La Sombra de Teherán: Ataques y Estrategia de Escalada
La mano de Irán se perfila como la fuerza impulsora detrás de esta escalada sin precedentes. El reciente ataque al petrolero kuwaití Al-Salmi cerca de Dubái, que sufrió daños en su casco, no es un incidente aislado, sino la última manifestación de una estrategia deliberada. Teherán ha intensificado su campaña de hostigamiento contra la navegación en todo el Golfo desde el inicio del conflicto, demostrando una voluntad inequívoca de escalar las hostilidades y amenazar la infraestructura energética que alimenta al mundo. Cada buque atacado, cada incidente en las aguas estratégicas, inyecta una dosis de veneno en la confianza del mercado, elevando la prima de riesgo y, con ella, el precio del barril.
La Danza Impredecible de Washington
La complejidad se agudiza con la postura errática de la Casa Blanca. El Presidente Donald Trump ha mantenido una retórica oscilante, sembrando una incertidumbre que los mercados absorben con nerviosismo.

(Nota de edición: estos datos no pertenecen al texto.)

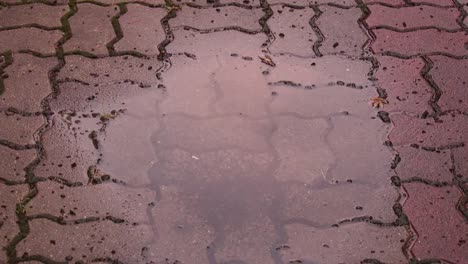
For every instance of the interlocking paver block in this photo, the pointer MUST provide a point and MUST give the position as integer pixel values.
(345, 244)
(388, 2)
(91, 28)
(337, 202)
(413, 17)
(34, 39)
(19, 129)
(8, 226)
(430, 165)
(41, 14)
(442, 231)
(292, 30)
(140, 32)
(27, 83)
(435, 2)
(341, 31)
(406, 89)
(214, 133)
(86, 241)
(304, 156)
(448, 130)
(313, 2)
(72, 203)
(461, 162)
(13, 162)
(428, 41)
(450, 76)
(229, 16)
(181, 237)
(318, 78)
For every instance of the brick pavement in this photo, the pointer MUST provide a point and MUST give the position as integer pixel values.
(233, 131)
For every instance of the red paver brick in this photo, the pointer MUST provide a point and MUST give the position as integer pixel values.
(435, 2)
(10, 195)
(304, 156)
(27, 83)
(72, 203)
(86, 241)
(441, 229)
(413, 17)
(223, 17)
(41, 14)
(408, 130)
(407, 90)
(346, 244)
(19, 129)
(450, 76)
(420, 42)
(461, 162)
(341, 31)
(431, 165)
(309, 2)
(303, 201)
(140, 32)
(388, 2)
(292, 31)
(34, 39)
(13, 162)
(91, 28)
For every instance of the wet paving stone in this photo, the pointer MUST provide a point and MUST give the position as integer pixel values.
(20, 39)
(461, 162)
(428, 41)
(413, 17)
(440, 228)
(13, 162)
(140, 32)
(425, 164)
(19, 129)
(292, 30)
(426, 132)
(44, 15)
(86, 241)
(341, 31)
(406, 89)
(233, 17)
(102, 200)
(27, 83)
(8, 226)
(446, 73)
(91, 28)
(302, 201)
(307, 243)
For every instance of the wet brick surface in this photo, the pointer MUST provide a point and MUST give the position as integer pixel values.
(233, 131)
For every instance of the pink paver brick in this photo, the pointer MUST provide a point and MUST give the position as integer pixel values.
(450, 76)
(341, 30)
(292, 31)
(430, 165)
(44, 15)
(461, 162)
(413, 17)
(91, 28)
(407, 90)
(435, 2)
(34, 39)
(442, 231)
(427, 132)
(27, 83)
(428, 41)
(19, 129)
(140, 32)
(229, 16)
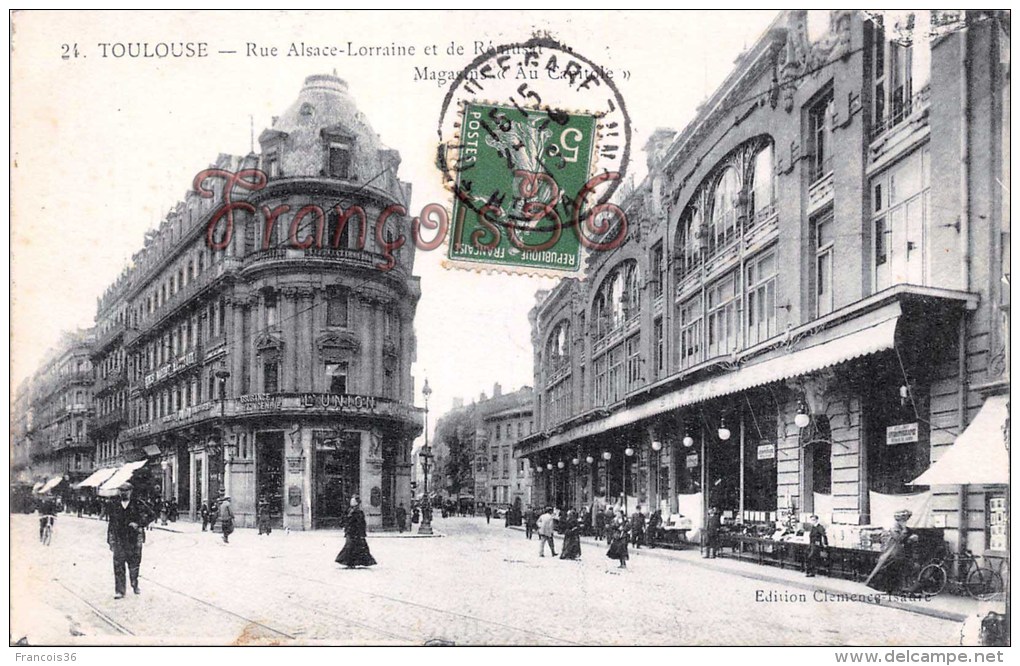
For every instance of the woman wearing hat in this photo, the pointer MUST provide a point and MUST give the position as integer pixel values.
(225, 518)
(893, 571)
(355, 551)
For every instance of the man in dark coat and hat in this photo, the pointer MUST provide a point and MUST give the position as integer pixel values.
(124, 535)
(355, 551)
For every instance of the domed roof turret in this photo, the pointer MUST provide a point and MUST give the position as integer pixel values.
(325, 116)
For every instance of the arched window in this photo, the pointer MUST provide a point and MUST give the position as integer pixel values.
(558, 347)
(630, 301)
(689, 244)
(763, 185)
(724, 202)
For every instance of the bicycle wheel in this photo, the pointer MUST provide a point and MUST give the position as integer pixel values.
(983, 583)
(931, 579)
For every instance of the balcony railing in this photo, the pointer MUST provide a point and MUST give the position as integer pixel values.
(290, 404)
(902, 110)
(112, 379)
(80, 442)
(359, 258)
(191, 290)
(172, 367)
(104, 340)
(110, 418)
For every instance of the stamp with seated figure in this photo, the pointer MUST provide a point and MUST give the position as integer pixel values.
(531, 176)
(519, 177)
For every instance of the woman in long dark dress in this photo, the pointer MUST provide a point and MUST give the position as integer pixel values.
(893, 570)
(571, 538)
(355, 551)
(618, 543)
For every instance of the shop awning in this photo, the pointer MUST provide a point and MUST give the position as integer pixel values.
(861, 343)
(122, 474)
(50, 484)
(879, 336)
(977, 456)
(97, 477)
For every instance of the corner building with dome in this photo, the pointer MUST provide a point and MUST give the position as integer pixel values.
(276, 374)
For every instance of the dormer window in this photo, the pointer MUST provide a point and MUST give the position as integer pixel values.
(340, 161)
(272, 165)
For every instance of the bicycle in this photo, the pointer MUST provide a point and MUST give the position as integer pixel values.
(977, 580)
(47, 530)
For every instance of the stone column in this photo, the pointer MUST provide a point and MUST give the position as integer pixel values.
(236, 348)
(289, 335)
(194, 493)
(371, 477)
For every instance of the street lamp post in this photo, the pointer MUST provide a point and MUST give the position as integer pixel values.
(222, 375)
(626, 463)
(425, 527)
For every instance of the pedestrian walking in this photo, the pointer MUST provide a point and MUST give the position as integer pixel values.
(264, 519)
(225, 515)
(125, 535)
(213, 512)
(711, 536)
(618, 542)
(401, 515)
(638, 527)
(653, 528)
(893, 570)
(528, 519)
(608, 519)
(47, 516)
(571, 536)
(818, 541)
(355, 552)
(546, 526)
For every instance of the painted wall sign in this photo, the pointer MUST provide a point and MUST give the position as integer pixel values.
(903, 433)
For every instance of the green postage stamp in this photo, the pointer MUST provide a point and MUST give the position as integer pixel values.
(522, 176)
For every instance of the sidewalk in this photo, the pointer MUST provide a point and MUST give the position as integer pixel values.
(945, 606)
(187, 526)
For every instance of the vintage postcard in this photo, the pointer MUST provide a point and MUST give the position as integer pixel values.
(511, 328)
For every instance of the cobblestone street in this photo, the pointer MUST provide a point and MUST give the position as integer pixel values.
(478, 584)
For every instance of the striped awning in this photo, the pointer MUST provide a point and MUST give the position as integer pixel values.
(97, 477)
(979, 455)
(838, 348)
(119, 477)
(50, 484)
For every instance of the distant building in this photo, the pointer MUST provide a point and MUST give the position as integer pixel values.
(50, 415)
(810, 309)
(273, 364)
(473, 448)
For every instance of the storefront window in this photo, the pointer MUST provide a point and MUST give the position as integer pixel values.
(900, 202)
(722, 316)
(691, 333)
(997, 521)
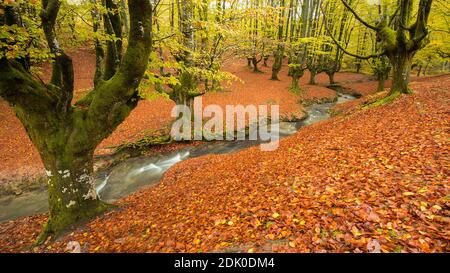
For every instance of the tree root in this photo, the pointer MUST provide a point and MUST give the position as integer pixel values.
(56, 227)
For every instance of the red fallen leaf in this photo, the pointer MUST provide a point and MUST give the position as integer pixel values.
(348, 154)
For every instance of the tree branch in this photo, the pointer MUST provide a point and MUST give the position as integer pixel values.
(344, 49)
(114, 99)
(62, 70)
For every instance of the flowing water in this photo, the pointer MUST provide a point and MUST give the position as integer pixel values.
(135, 173)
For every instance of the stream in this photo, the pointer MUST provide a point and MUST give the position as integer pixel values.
(135, 173)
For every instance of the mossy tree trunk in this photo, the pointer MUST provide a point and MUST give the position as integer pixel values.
(401, 64)
(312, 76)
(400, 38)
(66, 135)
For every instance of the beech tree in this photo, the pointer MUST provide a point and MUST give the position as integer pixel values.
(400, 35)
(66, 135)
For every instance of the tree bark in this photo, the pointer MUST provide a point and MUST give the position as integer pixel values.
(401, 64)
(66, 135)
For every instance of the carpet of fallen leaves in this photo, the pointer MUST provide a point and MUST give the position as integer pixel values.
(19, 159)
(373, 180)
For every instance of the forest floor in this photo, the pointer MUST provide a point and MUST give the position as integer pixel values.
(368, 180)
(20, 161)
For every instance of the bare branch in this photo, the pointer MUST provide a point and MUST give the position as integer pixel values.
(344, 49)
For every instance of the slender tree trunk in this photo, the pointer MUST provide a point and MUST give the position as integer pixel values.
(381, 80)
(255, 65)
(277, 63)
(249, 62)
(401, 64)
(312, 77)
(419, 70)
(331, 78)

Mientras se baraja la posibilidad de poner fin a las operaciones militares estadounidenses en Irán, incluso si el crucial Estrecho de Ormuz se cierra, optando por degradar las capacidades navales y de misiles iraníes a distancia, la amenaza de ataques directos a centrales eléctricas e instalaciones petroleras iraníes sigue latente. Esta ambigüedad calculada, o quizás impulsiva, de Washington, contribuye a un clima de volatilidad extrema, donde cada declaración presidencial puede redefinir el rumbo de los precios del petróleo.

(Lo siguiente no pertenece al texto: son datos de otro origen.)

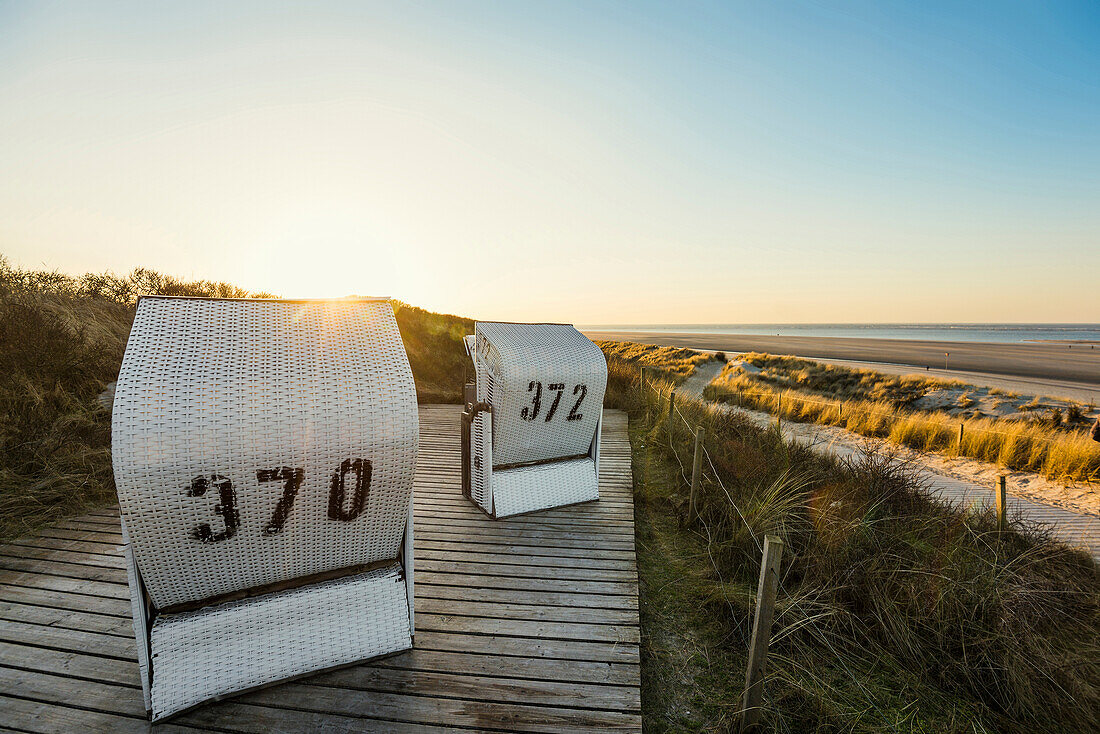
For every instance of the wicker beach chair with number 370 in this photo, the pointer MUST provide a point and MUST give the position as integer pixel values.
(530, 430)
(264, 453)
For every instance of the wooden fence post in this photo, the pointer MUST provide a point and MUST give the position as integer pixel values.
(696, 472)
(761, 632)
(1001, 504)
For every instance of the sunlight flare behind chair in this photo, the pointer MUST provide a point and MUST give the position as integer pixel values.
(264, 453)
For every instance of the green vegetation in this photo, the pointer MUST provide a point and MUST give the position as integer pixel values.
(894, 613)
(883, 406)
(438, 358)
(672, 362)
(62, 340)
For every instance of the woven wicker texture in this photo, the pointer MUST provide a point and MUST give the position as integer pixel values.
(528, 489)
(241, 645)
(546, 383)
(257, 441)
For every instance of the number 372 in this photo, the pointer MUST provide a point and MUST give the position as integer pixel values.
(530, 413)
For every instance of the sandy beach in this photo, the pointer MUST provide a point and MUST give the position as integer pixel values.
(1063, 362)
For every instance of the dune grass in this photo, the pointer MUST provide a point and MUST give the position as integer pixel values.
(673, 363)
(62, 340)
(878, 409)
(894, 613)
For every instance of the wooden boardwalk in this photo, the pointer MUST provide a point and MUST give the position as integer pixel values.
(523, 625)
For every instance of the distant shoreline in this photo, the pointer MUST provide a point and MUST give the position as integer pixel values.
(1077, 361)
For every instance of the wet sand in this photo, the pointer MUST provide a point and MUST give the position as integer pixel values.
(1077, 363)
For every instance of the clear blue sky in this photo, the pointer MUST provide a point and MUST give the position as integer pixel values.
(589, 162)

El Pulso del Miedo en los Mercados
Los mercados financieros, auténticos barómetros del miedo, monitorean con lupa cada movimiento de tropas estadounidenses y la sombra de posibles operaciones terrestres. La confluencia de ataques directos a la infraestructura petrolera, la estrategia iraní de apuntar a la navegación en el Golfo y la imprevisibilidad de la política exterior de Estados Unidos, ha forjado un entorno de alto riesgo. Este cóctel explosivo se traduce directamente en el encarecimiento del petróleo, revelando la extrema fragilidad de la cadena de suministro global de energía. La magnitud de este aumento, el mayor en casi cuatro años, no solo impacta en los costes de transporte y producción, sino que amenaza con desestabilizar economías a nivel global, recordándonos la interconexión ineludible entre la geopolítica y la prosperidad económica.